An alternative to deep litter is described here.

Some advice on keeping hens can be found here.

Having expected some kind of rock garden, instead I could see small enclosures which were covered with pieces of the local vegetation with the soil upside down such that the vegetation would die, while the roots would keep the soil from being washed away by rain, while other enclosures were covered with rotting wood.

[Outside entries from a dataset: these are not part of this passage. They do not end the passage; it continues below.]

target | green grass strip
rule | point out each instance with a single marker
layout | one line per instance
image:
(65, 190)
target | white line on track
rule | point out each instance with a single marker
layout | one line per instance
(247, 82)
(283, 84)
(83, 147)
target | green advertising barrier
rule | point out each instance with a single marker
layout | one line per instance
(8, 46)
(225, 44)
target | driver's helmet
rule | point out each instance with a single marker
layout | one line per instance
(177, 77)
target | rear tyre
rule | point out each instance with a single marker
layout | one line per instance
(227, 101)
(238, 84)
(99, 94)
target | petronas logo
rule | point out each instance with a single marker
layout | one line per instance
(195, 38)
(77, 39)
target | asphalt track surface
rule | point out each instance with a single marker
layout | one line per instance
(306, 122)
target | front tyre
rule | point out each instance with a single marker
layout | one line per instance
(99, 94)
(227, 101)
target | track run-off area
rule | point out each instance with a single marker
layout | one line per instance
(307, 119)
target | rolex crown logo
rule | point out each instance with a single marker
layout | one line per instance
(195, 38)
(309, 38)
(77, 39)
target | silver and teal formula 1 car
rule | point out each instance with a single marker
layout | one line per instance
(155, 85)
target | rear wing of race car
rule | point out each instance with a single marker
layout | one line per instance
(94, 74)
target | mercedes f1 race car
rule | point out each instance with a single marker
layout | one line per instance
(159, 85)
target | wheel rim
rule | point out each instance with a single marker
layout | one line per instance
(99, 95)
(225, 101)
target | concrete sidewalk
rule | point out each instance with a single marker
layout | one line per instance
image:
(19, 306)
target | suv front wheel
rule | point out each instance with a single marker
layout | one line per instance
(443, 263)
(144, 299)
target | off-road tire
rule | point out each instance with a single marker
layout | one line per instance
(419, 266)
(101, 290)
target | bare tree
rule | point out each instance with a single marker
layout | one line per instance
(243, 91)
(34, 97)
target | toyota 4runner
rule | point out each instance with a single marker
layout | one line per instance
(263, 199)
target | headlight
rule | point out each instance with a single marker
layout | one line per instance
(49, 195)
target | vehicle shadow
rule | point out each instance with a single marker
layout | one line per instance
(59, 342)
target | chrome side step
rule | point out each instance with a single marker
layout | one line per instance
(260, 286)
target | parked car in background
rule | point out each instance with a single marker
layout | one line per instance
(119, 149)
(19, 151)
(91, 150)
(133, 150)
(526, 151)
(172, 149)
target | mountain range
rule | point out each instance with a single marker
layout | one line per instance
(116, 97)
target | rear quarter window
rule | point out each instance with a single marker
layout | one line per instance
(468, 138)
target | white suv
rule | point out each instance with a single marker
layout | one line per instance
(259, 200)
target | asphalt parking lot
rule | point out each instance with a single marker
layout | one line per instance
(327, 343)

The most conspicuous feature of this wild-growing property was a row of wood about one metre high shaped like a semicircle with the opening facing south creating a protective zone against cold. This is called hügelkultur and is a way of replicating nature where rotting wood is used as a “nursery” for young plants. There was a big pile of soil next to the hügelkultur, parts of which we put on the wooden row. Then, we used spades to extract vegetation with topsoil and put it evenly on the wooden row, always with the vegetation facing downwards. When everything is finished,various seeds will be planted in the soil. At the same, the underlying wooden row will start rotting, providing nutrients to the growing plants. At first, the seeds will have to be watered, but after same time, they will be self-sufficient.

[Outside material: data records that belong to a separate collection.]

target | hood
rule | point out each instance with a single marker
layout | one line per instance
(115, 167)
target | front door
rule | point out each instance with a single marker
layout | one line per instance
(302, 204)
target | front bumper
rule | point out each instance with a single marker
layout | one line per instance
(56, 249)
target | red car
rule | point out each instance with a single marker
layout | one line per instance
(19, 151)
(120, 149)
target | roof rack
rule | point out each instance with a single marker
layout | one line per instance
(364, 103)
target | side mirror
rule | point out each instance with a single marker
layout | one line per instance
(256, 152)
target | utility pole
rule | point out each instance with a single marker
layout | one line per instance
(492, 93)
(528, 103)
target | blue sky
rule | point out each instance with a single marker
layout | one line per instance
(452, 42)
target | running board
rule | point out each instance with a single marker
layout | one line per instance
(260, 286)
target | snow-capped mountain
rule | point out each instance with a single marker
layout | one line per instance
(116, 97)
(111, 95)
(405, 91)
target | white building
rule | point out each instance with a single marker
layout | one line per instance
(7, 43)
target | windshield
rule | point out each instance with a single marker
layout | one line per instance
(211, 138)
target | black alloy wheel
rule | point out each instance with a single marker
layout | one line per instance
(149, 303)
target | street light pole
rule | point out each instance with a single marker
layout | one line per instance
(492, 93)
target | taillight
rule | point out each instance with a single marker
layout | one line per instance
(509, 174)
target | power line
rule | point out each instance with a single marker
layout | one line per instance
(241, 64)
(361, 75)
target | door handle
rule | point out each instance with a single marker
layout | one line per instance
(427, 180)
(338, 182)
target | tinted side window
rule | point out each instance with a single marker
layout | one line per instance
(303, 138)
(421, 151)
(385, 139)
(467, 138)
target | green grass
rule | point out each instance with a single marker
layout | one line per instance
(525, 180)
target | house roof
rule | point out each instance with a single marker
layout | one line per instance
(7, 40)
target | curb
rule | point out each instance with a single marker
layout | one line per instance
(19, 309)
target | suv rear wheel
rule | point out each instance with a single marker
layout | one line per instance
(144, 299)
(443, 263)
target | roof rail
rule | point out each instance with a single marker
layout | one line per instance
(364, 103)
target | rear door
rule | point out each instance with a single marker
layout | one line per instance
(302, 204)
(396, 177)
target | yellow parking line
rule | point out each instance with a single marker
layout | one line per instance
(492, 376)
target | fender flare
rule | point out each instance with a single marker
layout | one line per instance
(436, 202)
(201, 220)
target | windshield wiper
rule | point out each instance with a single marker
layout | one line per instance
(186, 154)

The PDC course will take place in July 2014 and it will be inside the hut on the same property. Topics covered will include:

• Principles of Natural Systems

• Sustainable Design Methodologies

• Patterns in Nature, Culture and Society

• Reading the Land & Understanding Natural Processes

• Large Scale Land Restoration Techniques

• Water Harvesting Techniques

• Design Principles of Sustainable Human Settlements

• Grey Water Recycling

• Natural Building Strategies

• Cultivated & Productive Ecologies

• Food Forests, Plant Guilds, Gardens for Self-Sufficiency

• Energy Conservation Technologies

• Appropriate Technologies and Renewable Energies

• Urban Environment Permaculture

• Wildlife Management and Biological Pest Control

• At the end of the class, students engage in an individual design project.